Nestes rituais, chamados de feitura de santo, o novo adepto fica 21 dias recluso no terreiro. Durante o retiro espiritual, recebe banhos de ervas e é exposto a fundamentos da religião. A ideia é que ele se purifique, entre em contato com o axé (que, na língua iorubá, significa "força" ou "poder") e, de acordo com a tradição, renasça conectado com valores ancestrais da crença. Raspar o cabelo é um ato sagrado e simboliza tudo isso.

Ainda que não tenham surgido novos indícios de violência ou abuso, familiares que não concordam com a religião fizeram outra denúncia. Dessa vez, registraram um boletim de ocorrência em que apontaram que a adolescente estava sendo mantida à força no terreiro e sob condições abusivas. Isso fez conselheiros tutelares e policiais irem novamente até o local. Não encontraram ninguém, pois a adolescente já estava em casa.
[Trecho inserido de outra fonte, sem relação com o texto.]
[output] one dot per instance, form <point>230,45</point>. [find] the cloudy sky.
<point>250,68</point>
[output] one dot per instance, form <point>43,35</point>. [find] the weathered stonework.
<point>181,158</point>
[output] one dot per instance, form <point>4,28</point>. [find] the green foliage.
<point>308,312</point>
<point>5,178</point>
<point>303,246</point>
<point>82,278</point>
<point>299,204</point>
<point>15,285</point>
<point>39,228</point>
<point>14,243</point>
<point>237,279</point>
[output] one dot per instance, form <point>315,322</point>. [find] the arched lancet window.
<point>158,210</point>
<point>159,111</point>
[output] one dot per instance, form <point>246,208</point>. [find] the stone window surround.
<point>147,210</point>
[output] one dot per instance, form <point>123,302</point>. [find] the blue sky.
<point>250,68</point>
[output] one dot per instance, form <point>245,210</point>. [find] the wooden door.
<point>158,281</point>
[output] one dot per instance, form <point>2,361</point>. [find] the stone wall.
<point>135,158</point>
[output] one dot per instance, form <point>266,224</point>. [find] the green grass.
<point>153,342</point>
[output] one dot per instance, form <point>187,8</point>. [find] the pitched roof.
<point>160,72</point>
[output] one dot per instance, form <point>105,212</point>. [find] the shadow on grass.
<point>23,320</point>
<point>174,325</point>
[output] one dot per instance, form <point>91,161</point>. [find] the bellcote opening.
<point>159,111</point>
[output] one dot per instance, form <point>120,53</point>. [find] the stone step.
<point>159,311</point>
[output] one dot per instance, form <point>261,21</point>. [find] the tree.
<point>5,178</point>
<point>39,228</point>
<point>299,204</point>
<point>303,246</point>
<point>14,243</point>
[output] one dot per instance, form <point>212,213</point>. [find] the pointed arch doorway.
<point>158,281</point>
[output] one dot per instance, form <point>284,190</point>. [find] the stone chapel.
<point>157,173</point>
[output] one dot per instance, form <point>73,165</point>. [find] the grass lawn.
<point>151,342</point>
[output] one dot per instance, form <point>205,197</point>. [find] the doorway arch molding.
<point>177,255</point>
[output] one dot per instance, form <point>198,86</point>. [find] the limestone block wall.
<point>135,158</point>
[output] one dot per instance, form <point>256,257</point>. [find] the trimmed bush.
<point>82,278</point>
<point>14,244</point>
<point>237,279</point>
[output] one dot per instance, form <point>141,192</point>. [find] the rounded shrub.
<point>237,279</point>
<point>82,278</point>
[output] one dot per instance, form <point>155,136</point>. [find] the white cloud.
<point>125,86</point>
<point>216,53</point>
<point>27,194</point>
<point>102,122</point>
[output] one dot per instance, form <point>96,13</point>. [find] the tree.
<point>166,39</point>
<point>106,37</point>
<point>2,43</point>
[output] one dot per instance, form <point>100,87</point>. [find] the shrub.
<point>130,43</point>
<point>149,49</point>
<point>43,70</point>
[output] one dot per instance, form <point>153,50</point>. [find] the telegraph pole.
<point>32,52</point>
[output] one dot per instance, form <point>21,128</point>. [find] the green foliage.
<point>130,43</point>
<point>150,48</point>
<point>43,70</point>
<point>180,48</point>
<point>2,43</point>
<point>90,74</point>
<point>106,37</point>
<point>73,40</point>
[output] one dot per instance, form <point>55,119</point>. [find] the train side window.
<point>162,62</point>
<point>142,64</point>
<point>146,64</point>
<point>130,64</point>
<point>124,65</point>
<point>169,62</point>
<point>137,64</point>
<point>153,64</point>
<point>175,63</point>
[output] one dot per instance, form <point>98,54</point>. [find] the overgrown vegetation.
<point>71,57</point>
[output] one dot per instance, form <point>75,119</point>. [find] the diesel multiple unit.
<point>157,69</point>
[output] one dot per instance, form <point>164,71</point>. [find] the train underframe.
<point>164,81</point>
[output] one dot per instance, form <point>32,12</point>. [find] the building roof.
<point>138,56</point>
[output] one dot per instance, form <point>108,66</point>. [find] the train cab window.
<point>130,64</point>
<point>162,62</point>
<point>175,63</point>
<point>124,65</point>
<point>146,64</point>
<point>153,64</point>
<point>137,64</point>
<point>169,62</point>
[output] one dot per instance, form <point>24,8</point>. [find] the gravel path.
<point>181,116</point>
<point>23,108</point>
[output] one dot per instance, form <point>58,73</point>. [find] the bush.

Os familiares não desistiram e, junto do Conselho Tutelar, denunciaram o caso à Promotoria. Alegaram que houve lesão corporal por causa do cabelo raspado. Entraram na Justiça, que transferiu a guarda para a avó materna. Há uma semana, mãe e filha só conversam por celular e se veem durante visitas curtas. Frequentadora do candomblé há dez anos, a mãe diz nunca ter visto algo parecido. "O pior de tudo é que em nenhum momento ouviram minha filha ou a mim. Simplesmente a tiraram de mim. Eu nunca a obriguei a nada, esse sempre foi o sonho dela. Ela está chorando a todo momento, me liga de dez em dez minutos querendo vir para casa", conta.

Rogério Martins Guerra, pai de santo da família, classifica a situação como lamentável. "Eu já vi perseguição, preconceito, pessoas que são agredidas e apedrejadas na rua, terreiros que são incendiados. Mas nunca algo assim. É uma tristeza profunda", diz. Para Thais Dantas, advogada do Instituto Alana, que atua em defesa de crianças e adolescentes, mecanismos institucionais não podem ser usados como instrumento de discriminação. "O Estado não pode reproduzir nenhuma prática discriminatória, seja em relação à situação familiar, ao ambiente em que essa criança está ou à etnia, especialmente quando envolve religiões de matrizes africanas", diz.